Pour la recharge, nous suivons les préconisations de l’application e-Routes, qui nous propose de recharger jusqu’à 88%. N’ayant pas l’application installée sur notre smartphone, nous décidons d’utiliser le QR Code sur la borne. Cela redirige vers une page internet qui permet de payer puis de suivre la charge. Là encore, rien de très compliqué si ce n’est qu’avec cette solution, il faudra saisir à chaque fois les informations de la carte. La charge se déroule sans encombre, et nous décrochons le câble au bout de 35 minutes, en ayant rechargé 44kWh. Le reste du trajet se déroule sans encombre, et nous arrivons à notre destination à l’heure prévue par e-Routes, avec 12% de batterie comme prévu.

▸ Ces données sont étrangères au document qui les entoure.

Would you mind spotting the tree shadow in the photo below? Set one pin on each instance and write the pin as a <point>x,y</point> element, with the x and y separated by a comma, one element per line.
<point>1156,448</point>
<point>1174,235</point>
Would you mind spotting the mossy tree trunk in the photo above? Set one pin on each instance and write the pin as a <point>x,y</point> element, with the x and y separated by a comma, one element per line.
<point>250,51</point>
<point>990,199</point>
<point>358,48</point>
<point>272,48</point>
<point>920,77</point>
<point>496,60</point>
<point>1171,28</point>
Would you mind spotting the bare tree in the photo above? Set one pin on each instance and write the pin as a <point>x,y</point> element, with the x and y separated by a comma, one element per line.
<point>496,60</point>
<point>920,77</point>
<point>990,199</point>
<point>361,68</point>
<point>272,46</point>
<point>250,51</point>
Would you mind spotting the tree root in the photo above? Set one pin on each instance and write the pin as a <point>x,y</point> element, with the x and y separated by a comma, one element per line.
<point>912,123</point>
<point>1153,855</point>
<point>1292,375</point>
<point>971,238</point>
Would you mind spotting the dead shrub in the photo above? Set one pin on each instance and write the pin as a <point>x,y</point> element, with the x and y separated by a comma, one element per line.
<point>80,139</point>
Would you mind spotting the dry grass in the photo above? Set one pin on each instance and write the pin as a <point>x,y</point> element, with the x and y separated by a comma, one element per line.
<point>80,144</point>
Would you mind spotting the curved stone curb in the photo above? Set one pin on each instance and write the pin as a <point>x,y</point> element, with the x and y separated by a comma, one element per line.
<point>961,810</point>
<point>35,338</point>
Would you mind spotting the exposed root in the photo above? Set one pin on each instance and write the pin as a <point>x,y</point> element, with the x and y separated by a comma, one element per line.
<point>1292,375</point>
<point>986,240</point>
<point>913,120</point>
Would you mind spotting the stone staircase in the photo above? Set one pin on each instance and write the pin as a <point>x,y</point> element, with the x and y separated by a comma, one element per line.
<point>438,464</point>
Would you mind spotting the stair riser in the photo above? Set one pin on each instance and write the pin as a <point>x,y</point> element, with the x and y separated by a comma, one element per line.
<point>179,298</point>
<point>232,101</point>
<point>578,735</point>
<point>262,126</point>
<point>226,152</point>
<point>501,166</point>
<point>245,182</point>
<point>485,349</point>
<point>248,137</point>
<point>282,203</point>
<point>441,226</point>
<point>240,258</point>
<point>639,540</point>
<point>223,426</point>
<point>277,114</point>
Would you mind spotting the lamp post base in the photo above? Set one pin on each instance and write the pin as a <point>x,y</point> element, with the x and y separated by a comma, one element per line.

La charge nous aura coûté 26,01€, soit un coût au kWh de 0,59€, comme chez Ionity. Avec également pour conséquence un coût global légèrement plus faible qu’à l’aller de 8,80€/100km. Un coût plus faible qui s’explique par le fait que nous soyons partis cette fois batterie pleine, la charge domestique coûtant beaucoup moins cher. Et seulement 35 minutes de plus, soit 15 minutes en comptant la pause réglementaire. Pas un énorme sacrifice.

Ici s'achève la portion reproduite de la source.